Un point intéressant : pour Nutt, il est intéressant de classer une drogue lorsque l'on compare ses méfaits à ceux causés par d'autres substances. C'est pourquoi il a intégré l'alcool dans son classement («  I believe that using analogies with other harmful activities helps us engage in appropriate debate about relative harms of drug »). Selon lui, la frontière entre le tabac/l'acool (« non drogues ») et les drogues est une frontière artificielle. A ce propos, il rapport une conversation qu'il a eu à plusieurs reprises, notamment avec des hommes politiques :

« MP: ‘You can’t compare harms from a legal activity with an illegal one.’
Professor Nutt: ‘Why not?’
MP: ‘Because one’s illegal.’
Professor Nutt: ‘Why is it illegal?’
MP: ‘Because it’s harmful.’
Professor Nutt: ‘Don’t we need to compare harms to determine if it should be illegal?’
MP: ‘You can’t compare harms from a legal activity with an illegal one.’ repeats … »

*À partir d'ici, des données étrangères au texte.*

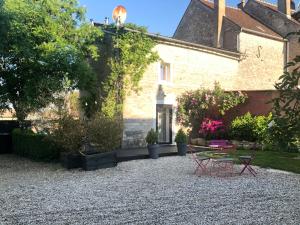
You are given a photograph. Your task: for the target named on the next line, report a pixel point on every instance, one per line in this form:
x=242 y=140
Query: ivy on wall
x=125 y=55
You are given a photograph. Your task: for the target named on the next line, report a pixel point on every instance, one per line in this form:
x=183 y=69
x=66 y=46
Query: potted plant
x=69 y=136
x=181 y=140
x=153 y=148
x=104 y=135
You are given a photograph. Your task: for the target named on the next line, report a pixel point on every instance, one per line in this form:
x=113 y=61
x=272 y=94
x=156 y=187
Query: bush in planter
x=152 y=139
x=251 y=128
x=212 y=129
x=242 y=128
x=104 y=135
x=181 y=140
x=69 y=134
x=34 y=146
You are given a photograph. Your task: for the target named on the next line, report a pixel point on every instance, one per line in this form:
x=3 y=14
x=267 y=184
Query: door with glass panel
x=164 y=123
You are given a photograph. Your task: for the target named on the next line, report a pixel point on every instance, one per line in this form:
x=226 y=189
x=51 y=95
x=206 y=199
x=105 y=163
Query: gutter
x=185 y=44
x=263 y=34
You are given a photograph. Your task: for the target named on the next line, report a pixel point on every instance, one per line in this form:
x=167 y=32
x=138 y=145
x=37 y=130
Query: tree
x=44 y=47
x=286 y=107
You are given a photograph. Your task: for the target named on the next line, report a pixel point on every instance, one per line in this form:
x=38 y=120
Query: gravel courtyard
x=163 y=191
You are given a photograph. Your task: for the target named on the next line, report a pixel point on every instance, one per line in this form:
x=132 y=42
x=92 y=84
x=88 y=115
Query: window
x=165 y=72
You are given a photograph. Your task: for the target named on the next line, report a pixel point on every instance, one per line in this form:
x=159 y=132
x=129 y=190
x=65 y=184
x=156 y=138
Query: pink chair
x=246 y=160
x=201 y=162
x=222 y=145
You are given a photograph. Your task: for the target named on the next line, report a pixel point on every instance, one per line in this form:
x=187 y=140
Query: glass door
x=164 y=123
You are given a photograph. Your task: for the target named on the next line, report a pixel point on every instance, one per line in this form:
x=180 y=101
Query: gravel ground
x=163 y=191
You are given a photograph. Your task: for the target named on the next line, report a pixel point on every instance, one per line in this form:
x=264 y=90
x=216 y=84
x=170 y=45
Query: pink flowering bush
x=194 y=106
x=211 y=129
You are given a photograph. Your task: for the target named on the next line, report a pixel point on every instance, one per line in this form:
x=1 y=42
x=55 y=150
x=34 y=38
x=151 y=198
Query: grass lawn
x=275 y=160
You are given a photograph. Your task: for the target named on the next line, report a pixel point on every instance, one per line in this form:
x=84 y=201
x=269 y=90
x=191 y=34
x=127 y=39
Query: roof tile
x=243 y=20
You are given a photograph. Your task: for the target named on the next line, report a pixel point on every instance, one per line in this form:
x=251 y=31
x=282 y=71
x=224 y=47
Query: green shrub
x=34 y=146
x=251 y=128
x=105 y=132
x=181 y=137
x=242 y=128
x=152 y=137
x=69 y=134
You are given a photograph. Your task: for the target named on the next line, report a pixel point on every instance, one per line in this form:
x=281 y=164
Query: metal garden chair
x=246 y=160
x=201 y=162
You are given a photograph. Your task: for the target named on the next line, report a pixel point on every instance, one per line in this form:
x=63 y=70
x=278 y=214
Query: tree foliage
x=44 y=46
x=286 y=107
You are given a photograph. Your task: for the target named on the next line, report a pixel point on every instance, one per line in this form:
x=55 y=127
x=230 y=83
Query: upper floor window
x=165 y=72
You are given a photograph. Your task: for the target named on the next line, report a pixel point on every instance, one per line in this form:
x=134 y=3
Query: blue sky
x=160 y=16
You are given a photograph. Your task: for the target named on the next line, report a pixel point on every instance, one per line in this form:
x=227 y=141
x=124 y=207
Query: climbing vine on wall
x=126 y=54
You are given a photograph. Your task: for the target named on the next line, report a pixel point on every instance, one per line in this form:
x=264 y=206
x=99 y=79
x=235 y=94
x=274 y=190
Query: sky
x=159 y=16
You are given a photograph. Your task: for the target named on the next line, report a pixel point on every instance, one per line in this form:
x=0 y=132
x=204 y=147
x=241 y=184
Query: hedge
x=34 y=146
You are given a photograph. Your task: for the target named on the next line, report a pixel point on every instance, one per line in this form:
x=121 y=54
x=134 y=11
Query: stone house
x=244 y=48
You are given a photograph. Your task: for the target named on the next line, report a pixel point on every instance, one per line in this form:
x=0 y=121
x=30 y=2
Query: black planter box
x=71 y=161
x=153 y=151
x=99 y=160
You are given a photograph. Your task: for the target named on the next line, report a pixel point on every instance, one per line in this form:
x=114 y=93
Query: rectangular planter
x=71 y=161
x=99 y=161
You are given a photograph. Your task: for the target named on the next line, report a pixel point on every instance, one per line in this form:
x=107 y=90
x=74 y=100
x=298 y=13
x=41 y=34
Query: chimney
x=219 y=7
x=284 y=6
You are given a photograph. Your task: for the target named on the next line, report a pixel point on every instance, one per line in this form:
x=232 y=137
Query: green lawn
x=276 y=160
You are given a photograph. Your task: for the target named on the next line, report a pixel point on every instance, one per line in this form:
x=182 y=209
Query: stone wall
x=262 y=62
x=190 y=69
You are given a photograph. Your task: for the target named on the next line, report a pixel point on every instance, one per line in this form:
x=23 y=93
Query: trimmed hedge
x=34 y=146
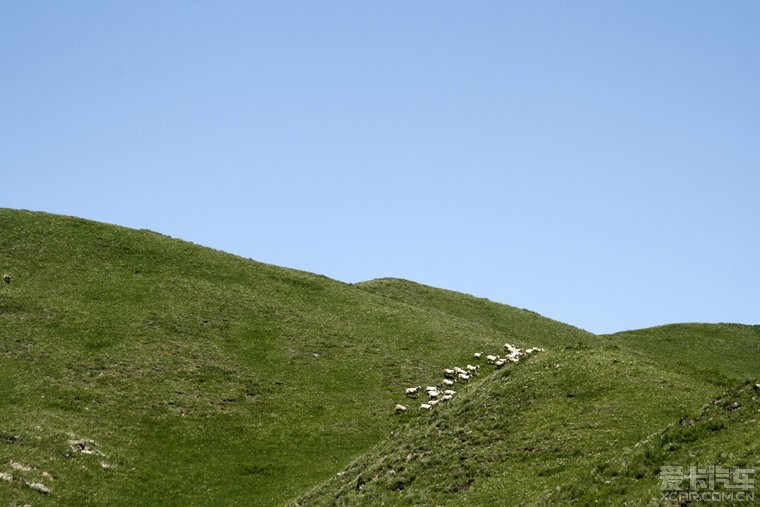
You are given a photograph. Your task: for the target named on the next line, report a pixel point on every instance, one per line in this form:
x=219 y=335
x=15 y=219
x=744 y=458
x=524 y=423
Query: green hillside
x=191 y=376
x=138 y=369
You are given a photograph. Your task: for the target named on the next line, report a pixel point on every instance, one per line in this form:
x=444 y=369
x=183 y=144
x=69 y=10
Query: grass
x=138 y=369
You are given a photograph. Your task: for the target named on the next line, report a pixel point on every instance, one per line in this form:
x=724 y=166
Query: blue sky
x=596 y=162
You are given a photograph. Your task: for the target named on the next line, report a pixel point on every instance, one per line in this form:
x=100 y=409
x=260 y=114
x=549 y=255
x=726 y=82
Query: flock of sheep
x=457 y=374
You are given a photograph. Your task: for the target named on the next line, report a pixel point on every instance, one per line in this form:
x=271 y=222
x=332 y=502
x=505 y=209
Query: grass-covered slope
x=580 y=423
x=139 y=369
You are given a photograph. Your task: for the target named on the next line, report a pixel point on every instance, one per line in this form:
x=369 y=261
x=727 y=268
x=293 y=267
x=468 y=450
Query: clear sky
x=596 y=162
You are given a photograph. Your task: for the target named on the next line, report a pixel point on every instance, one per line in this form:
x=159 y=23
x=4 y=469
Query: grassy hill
x=138 y=369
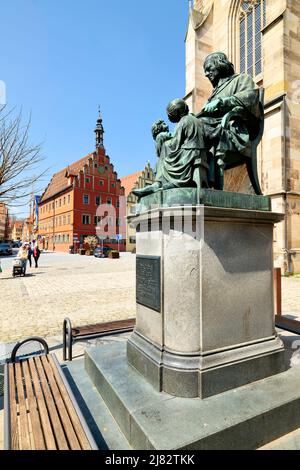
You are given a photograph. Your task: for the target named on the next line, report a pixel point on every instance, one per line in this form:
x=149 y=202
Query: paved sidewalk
x=84 y=288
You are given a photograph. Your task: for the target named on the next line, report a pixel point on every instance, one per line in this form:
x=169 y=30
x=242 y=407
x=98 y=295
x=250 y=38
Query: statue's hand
x=212 y=107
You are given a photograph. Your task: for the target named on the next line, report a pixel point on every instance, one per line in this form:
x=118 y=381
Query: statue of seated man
x=178 y=153
x=231 y=90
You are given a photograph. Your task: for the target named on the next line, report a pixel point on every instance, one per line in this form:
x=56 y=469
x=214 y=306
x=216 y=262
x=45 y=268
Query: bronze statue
x=233 y=120
x=179 y=154
x=223 y=135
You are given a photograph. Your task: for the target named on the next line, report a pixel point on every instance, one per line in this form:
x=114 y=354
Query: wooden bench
x=40 y=410
x=73 y=334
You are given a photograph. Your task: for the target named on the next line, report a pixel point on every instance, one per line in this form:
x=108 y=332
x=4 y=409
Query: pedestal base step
x=104 y=428
x=244 y=418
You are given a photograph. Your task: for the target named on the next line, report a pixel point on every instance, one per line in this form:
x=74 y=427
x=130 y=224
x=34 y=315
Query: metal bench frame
x=65 y=386
x=70 y=337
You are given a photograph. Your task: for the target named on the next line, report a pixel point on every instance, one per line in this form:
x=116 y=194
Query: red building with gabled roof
x=71 y=206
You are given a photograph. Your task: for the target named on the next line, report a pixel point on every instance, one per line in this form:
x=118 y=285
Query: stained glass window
x=252 y=20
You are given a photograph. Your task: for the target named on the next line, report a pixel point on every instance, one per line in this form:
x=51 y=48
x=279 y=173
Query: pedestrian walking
x=36 y=255
x=30 y=253
x=23 y=255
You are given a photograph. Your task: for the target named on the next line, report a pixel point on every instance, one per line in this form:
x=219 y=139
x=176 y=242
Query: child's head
x=158 y=127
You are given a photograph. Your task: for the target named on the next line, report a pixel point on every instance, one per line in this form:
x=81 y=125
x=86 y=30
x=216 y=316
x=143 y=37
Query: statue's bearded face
x=173 y=114
x=212 y=73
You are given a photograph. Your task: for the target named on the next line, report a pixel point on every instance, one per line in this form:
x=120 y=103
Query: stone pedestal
x=205 y=319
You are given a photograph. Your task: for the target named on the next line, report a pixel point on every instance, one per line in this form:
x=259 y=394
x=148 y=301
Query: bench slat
x=46 y=424
x=103 y=327
x=23 y=416
x=13 y=405
x=37 y=428
x=52 y=411
x=67 y=424
x=82 y=438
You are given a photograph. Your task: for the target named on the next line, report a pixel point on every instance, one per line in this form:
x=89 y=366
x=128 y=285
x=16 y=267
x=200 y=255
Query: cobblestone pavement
x=87 y=289
x=84 y=288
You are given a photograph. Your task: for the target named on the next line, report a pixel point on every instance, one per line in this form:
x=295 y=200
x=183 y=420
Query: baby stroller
x=19 y=267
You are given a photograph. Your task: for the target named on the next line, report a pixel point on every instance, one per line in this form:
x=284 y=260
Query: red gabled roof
x=129 y=182
x=19 y=223
x=59 y=180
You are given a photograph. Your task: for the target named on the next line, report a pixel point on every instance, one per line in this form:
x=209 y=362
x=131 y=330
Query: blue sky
x=59 y=59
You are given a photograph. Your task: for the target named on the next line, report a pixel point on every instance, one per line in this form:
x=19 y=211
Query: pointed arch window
x=252 y=21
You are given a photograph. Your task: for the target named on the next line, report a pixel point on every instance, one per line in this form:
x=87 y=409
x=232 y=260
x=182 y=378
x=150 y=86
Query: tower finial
x=99 y=131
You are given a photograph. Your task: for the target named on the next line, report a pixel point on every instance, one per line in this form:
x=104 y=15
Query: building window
x=86 y=219
x=252 y=20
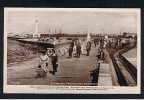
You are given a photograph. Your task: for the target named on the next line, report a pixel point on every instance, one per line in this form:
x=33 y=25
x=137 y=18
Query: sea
x=18 y=51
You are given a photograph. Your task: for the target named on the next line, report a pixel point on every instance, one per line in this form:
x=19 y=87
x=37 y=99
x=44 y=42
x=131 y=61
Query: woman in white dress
x=43 y=65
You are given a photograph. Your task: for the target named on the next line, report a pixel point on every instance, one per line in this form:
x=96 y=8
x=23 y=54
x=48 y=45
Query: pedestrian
x=78 y=49
x=88 y=47
x=42 y=68
x=54 y=60
x=71 y=49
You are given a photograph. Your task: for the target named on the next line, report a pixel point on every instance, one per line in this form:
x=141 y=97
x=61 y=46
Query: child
x=40 y=72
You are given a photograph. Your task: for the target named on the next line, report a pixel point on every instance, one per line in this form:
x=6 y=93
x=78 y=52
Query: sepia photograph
x=71 y=50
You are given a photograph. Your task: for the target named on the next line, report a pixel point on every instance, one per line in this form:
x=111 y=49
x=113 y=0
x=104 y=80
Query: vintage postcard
x=72 y=50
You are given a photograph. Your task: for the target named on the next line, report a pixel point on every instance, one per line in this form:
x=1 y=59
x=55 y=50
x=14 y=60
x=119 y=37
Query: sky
x=71 y=21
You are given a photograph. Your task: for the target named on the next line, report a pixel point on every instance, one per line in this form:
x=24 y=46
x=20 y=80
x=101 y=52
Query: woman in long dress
x=43 y=65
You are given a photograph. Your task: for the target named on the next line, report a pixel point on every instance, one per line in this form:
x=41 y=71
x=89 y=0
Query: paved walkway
x=73 y=70
x=131 y=56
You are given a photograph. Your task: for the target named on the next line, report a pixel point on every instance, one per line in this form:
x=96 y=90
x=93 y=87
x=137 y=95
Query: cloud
x=72 y=22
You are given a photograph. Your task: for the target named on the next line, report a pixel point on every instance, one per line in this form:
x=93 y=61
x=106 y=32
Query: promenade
x=70 y=70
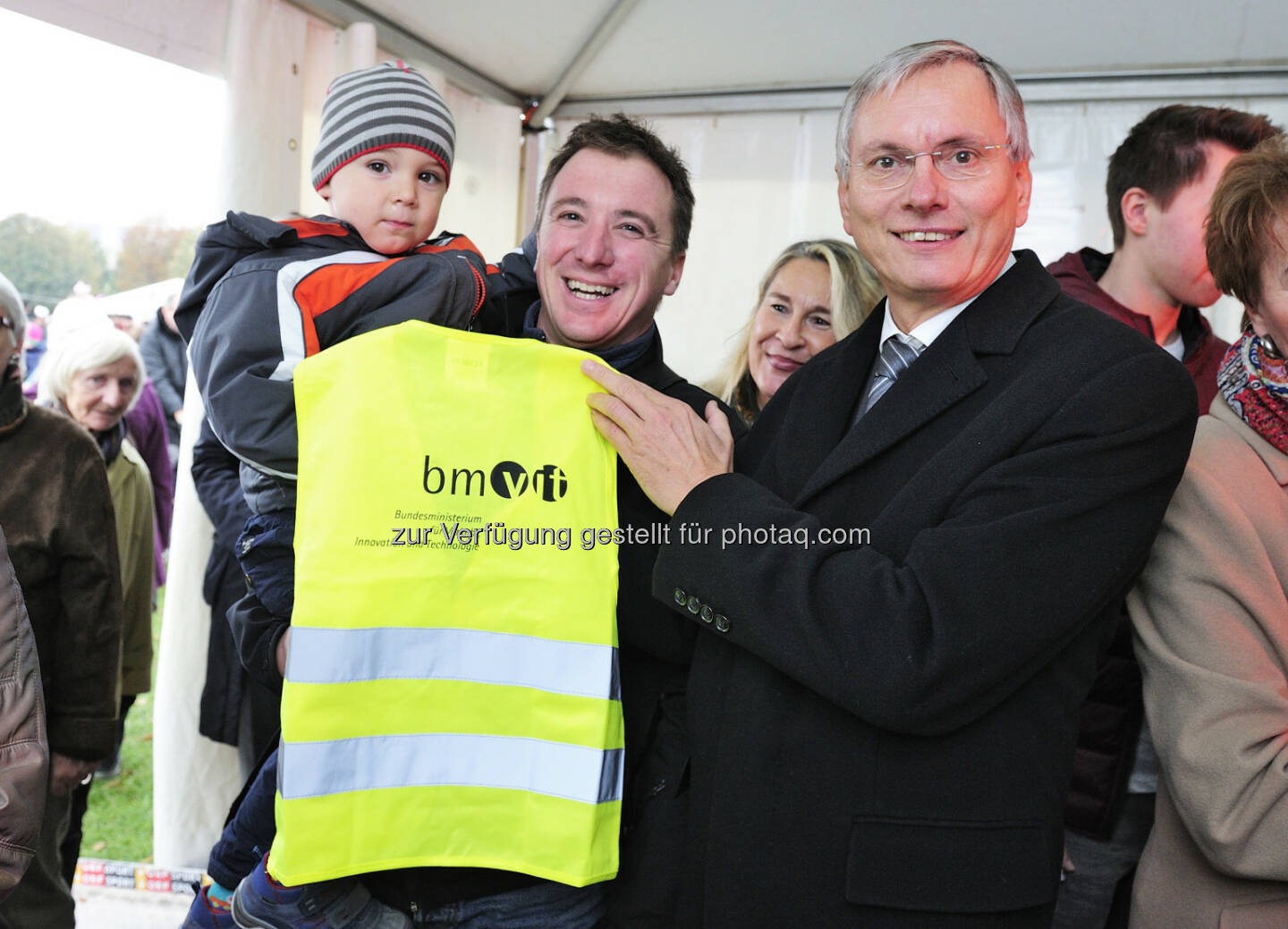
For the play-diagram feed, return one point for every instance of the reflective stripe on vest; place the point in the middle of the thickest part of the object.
(453, 702)
(555, 768)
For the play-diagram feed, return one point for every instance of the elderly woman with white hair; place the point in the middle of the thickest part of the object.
(93, 375)
(57, 515)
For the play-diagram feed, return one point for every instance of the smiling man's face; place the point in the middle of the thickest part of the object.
(605, 249)
(934, 242)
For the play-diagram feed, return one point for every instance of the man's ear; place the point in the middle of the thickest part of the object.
(1023, 192)
(676, 270)
(843, 195)
(1135, 210)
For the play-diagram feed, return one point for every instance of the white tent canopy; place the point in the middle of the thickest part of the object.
(749, 94)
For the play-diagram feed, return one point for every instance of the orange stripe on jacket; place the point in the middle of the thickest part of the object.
(326, 287)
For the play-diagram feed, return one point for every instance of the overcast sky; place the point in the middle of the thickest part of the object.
(98, 135)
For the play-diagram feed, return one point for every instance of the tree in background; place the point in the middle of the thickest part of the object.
(152, 252)
(44, 258)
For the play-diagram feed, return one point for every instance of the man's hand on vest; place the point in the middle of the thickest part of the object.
(664, 443)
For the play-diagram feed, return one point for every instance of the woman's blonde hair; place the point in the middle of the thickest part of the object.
(81, 349)
(855, 291)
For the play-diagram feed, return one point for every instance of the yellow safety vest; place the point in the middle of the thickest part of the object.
(451, 695)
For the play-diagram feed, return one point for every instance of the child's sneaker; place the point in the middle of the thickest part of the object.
(207, 914)
(260, 902)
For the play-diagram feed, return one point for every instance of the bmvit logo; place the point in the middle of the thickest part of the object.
(506, 479)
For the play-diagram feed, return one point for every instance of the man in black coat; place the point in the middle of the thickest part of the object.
(614, 215)
(902, 591)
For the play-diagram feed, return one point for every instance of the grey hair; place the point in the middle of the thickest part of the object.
(11, 305)
(886, 75)
(80, 350)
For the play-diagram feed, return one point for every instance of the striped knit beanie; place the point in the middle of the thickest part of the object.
(384, 106)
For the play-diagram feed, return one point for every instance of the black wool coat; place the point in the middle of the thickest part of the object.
(883, 730)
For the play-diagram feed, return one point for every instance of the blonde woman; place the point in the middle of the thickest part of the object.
(814, 293)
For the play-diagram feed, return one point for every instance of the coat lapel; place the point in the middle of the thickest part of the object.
(948, 371)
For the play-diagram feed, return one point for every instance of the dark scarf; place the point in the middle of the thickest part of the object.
(1255, 384)
(13, 407)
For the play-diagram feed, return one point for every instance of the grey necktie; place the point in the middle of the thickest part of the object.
(896, 354)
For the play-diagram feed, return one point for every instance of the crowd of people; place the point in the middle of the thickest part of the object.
(970, 609)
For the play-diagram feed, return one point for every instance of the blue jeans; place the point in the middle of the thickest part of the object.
(541, 906)
(1088, 894)
(266, 553)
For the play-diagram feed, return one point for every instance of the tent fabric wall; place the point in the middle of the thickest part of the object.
(193, 779)
(764, 181)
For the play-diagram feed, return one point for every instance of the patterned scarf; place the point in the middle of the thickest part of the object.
(1255, 384)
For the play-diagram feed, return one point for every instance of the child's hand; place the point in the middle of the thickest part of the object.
(284, 644)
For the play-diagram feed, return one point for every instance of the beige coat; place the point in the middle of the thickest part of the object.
(1211, 619)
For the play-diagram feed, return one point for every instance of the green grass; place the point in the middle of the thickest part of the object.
(119, 821)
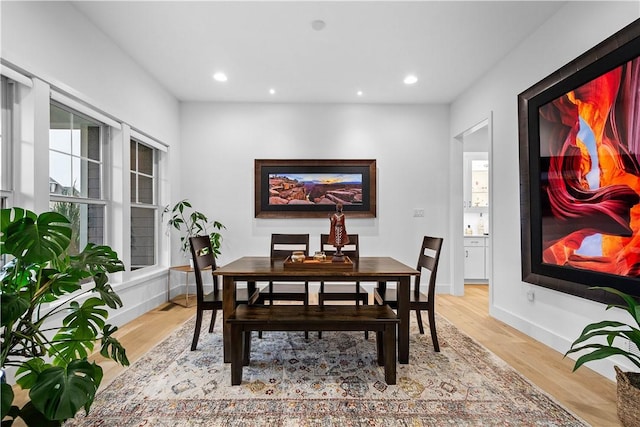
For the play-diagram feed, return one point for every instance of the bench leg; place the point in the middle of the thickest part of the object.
(390, 354)
(246, 352)
(380, 346)
(236, 354)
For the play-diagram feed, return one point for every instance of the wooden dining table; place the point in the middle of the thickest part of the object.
(365, 269)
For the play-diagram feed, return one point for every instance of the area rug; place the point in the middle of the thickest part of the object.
(333, 381)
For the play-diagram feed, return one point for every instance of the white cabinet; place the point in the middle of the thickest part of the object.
(476, 182)
(475, 258)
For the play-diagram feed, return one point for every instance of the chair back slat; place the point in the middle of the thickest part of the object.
(428, 260)
(352, 250)
(282, 245)
(203, 258)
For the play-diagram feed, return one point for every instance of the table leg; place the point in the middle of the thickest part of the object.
(228, 305)
(403, 313)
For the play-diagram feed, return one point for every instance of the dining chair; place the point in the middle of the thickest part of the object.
(342, 291)
(282, 245)
(418, 301)
(204, 259)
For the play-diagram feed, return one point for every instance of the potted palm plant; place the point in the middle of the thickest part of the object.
(53, 309)
(190, 222)
(605, 339)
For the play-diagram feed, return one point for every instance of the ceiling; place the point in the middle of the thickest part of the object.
(364, 46)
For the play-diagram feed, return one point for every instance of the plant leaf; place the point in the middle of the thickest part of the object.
(81, 328)
(118, 352)
(12, 307)
(28, 372)
(60, 392)
(107, 294)
(34, 418)
(601, 351)
(34, 239)
(97, 259)
(632, 307)
(6, 398)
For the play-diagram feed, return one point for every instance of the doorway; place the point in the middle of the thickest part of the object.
(473, 219)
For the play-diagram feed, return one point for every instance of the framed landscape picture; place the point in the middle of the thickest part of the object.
(580, 172)
(313, 188)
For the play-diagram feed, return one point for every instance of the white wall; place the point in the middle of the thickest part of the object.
(410, 144)
(553, 318)
(56, 44)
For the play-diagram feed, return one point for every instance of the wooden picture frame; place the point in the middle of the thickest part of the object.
(579, 132)
(311, 188)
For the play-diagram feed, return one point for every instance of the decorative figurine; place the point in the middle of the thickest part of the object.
(338, 236)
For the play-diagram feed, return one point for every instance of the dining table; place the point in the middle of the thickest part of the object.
(252, 269)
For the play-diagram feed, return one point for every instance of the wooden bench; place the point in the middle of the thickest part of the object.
(379, 318)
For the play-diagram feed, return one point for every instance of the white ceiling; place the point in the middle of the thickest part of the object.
(367, 46)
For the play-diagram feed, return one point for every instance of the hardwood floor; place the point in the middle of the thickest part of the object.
(584, 392)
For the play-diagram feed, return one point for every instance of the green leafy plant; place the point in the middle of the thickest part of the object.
(613, 331)
(193, 223)
(53, 311)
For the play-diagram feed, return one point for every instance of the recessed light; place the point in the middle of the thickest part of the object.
(410, 79)
(220, 77)
(318, 25)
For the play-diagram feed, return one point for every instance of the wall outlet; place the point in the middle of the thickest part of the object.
(531, 295)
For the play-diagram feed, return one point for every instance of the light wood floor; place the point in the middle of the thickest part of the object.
(584, 392)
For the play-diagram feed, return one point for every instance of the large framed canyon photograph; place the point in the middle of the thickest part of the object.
(313, 188)
(579, 132)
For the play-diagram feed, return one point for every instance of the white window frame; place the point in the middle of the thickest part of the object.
(7, 140)
(105, 173)
(135, 138)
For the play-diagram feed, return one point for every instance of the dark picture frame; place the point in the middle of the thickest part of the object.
(305, 188)
(567, 216)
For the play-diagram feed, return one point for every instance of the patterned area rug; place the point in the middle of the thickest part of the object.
(334, 381)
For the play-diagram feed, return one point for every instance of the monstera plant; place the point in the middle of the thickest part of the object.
(53, 311)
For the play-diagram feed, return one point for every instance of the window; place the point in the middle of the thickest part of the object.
(144, 211)
(76, 168)
(6, 140)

Or, David Nutt dit qu'il a été surpris de voir combien de personnes avaient ce raisonnement pourtant absurde, qu'il s'agisse d'hommes politiques, de scientifiques ou d'individus lambda.

 

David Nutt conclut en soulignant la nécessité de s'interroger sur la classification : quelles sont les frontières entre les catégories A,B et C de la législation ? Il serait plus logique de trouver des critères de mesure absolus, qui permettent de justifier que telle drogue est dans telle catégorie. « One thing’s for sure: at present, experts and politicians don’t agree, which is why I think the public debate needs to begin ». Si selon Nutt, les scientifiques gagnent sur le plan intellectuel, ce ne sont en revanche pas eux qui gagnent quant à la désicion en termes de classification. Or, ces difficultés à tomber d'accord continueront tant qu'ils ne parleront pas le même langage, c'est-à-dire tant qu'ils n'évalueront pas les méfaits en utilisant les mêmes mesures relatives.

Enfin, il fait remarquer qu'il serait intéressant de regarder quels sont les effets produits par un changement de catégorie. Concernant le cannabis, il y a eu une récente baisse d'utilisation, mais on ne sait pas si cela a un lien avec le changement de catégorie du cannabis, et si la classification a un impact sur le désir des individus de consommer une drogue.